To further validate that the slow decorrelation comes from tissue dynamics related to cellular motility instead of potential motion artifacts, we measured the speckle contrast of the mouse brain cortex before and after euthanizing the mouse with an overdose injection of pentobarbital. We still use Eq. (6) for fitting for the data obtained after euthanizing the mouse. Cessation of heartbeat and breathing was observed 9 minutes after injection [29]. After confirming the heart is stopped, we waited 10 minutes for the blood to stop flowing completely before measuring the post-euthanasia tissue dynamics at several time points shown in Fig. 3(a). We found that fast decay vanishes and the fast dynamic component $\rho _1$ drops significantly from $\sim$ 52 ${\% }$ to $\sim$ 1 ${\% }$, indicating the cessation of blood flow. No slow decay was observed for the static phantom, while the speckle contrast for the post-euthanasia mouse data still has a slow decay, which indicates that the slow decay measured with ss-SCOS arises from the cellular motility and tissue dynamics instead of motion artifacts and any vibration of the imaging system. This measurement also confirms that the decorrelation of the cellular dynamics follows the expression of $e^{-\tau /\tau _{c2}}$, which is what we have utilized in the model of Eq. (6) (See Supplement 1). Fig. 3(b) shows that the slow tissue dynamics component $\rho _2$ reduced from $\sim$ 18 ${\% }$ to $\sim$ 4 ${\% }$. The reduction of $\rho _2$ is caused likely by the variety in the lifetimes of different cells after the animal is sacrificed.
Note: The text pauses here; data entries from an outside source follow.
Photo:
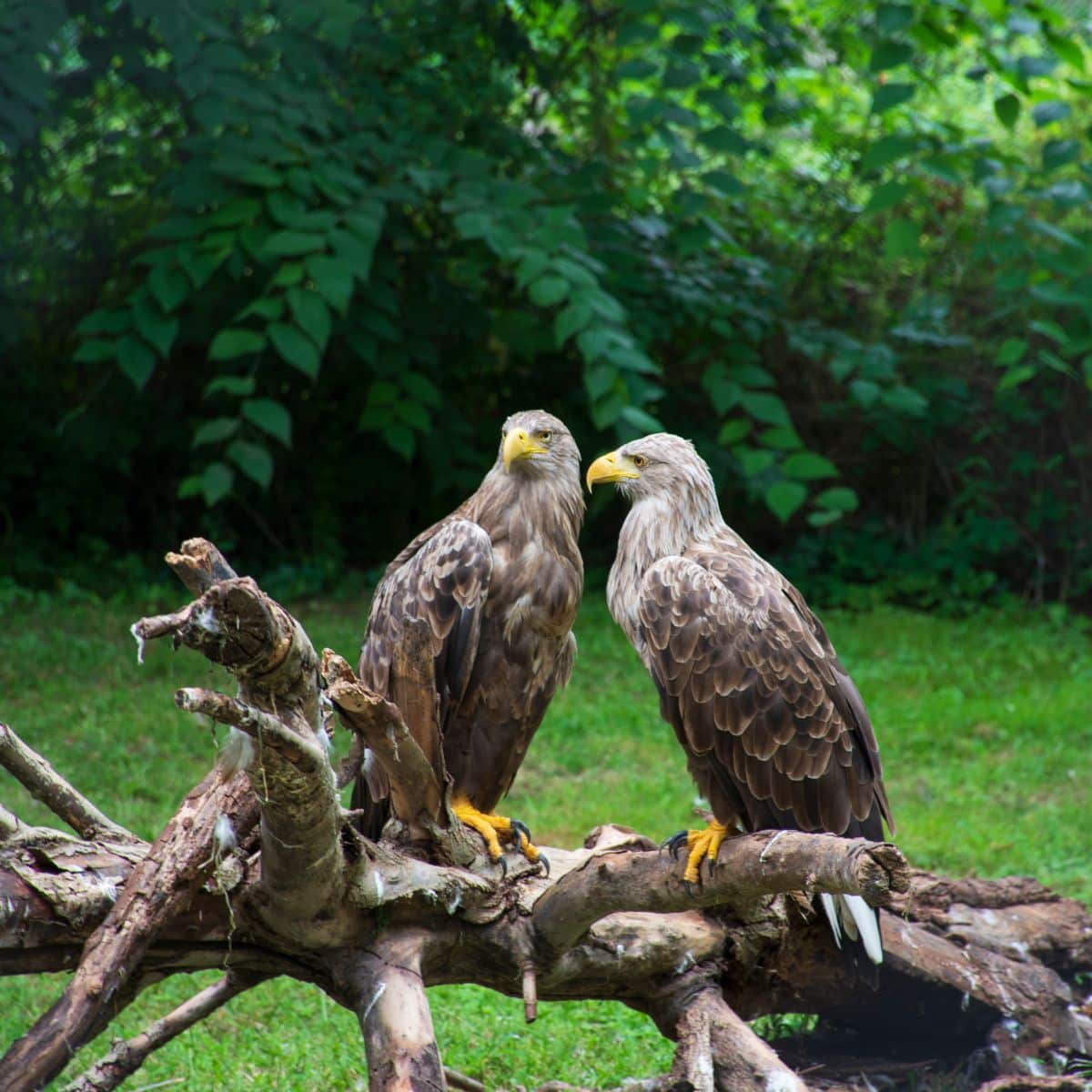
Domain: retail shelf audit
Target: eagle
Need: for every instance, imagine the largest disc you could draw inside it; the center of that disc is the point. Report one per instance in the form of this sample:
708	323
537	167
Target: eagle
497	583
775	733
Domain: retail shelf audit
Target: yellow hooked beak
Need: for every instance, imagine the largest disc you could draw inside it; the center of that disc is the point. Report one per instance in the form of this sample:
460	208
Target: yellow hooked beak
612	467
519	445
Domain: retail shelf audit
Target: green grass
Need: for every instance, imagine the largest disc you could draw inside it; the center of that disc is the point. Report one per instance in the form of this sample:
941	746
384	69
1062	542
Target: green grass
983	724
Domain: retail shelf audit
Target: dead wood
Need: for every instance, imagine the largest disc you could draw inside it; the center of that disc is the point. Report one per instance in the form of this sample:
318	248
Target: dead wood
126	1057
261	872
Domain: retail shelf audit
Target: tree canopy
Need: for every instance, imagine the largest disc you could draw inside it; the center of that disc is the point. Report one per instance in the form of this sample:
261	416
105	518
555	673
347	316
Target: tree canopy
277	257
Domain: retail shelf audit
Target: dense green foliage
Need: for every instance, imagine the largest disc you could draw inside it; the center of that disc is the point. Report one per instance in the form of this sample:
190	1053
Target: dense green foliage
983	725
272	267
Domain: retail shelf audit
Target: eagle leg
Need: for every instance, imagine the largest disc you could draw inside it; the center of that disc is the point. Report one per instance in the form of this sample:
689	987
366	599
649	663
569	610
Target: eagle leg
492	828
703	844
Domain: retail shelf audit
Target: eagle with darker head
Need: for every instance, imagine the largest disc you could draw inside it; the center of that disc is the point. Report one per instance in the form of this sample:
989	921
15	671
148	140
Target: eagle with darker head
498	583
774	731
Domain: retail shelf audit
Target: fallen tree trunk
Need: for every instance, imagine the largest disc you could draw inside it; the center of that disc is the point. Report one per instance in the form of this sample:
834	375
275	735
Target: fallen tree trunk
262	873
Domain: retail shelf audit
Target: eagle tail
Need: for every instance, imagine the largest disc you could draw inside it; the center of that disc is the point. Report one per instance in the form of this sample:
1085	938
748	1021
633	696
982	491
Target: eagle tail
858	921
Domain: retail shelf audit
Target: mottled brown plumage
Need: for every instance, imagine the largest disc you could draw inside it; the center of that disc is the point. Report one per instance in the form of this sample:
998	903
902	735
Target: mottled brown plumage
774	731
498	581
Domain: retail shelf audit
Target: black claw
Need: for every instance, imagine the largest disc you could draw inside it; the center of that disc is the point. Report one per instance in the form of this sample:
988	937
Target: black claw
675	844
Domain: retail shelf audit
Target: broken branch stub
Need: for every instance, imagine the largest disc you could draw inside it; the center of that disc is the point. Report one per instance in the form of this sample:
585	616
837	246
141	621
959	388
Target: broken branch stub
375	923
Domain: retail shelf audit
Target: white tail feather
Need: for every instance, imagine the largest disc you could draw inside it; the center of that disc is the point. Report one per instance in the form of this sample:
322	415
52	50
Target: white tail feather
831	911
868	925
851	913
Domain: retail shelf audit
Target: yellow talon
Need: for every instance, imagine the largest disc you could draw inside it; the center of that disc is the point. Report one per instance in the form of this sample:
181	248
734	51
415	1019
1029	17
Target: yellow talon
703	844
490	825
For instance, the death of neurons is known to be relatively rapid (within a few minutes) once the blood circulation stops to oxygenate the brain tissue [3032], while other brain cells such as glial cells have been observed to still be alive for up to a few hours depending on the temperature and conditions of the environment [3335]. The decorrelation time $\tau _{c2}$ was $\sim 0.8$ s at baseline and maintained at $\sim 0.7$ s post-death, indicating the cellular motility is maintained for the fractions of the cells that are still alive within 50 minutes after the animal is euthanized. The slow dynamics measured post-euthanasia can be potentially contaminated by the Brownian motion of red blood cells in large vessels. We have avoided large vessels when choosing ROIs to minimize this effect.

 figure: Fig. 3.

Fig. 3. (a) K versus $T_{exp}$ for measurements at baseline, 20, 35, 50 minutes after pentobarbital overdose injection, compared with a static agarose phantom measurement. (b) Bar plots of slow tissue dynamics component (b1) $\rho _2$ and (b2) $\tau _{c2}$ for measurements at baseline, 20, 35, and 50 minutes after injection. The error bar represents the standard error of 5 repetitive measurements.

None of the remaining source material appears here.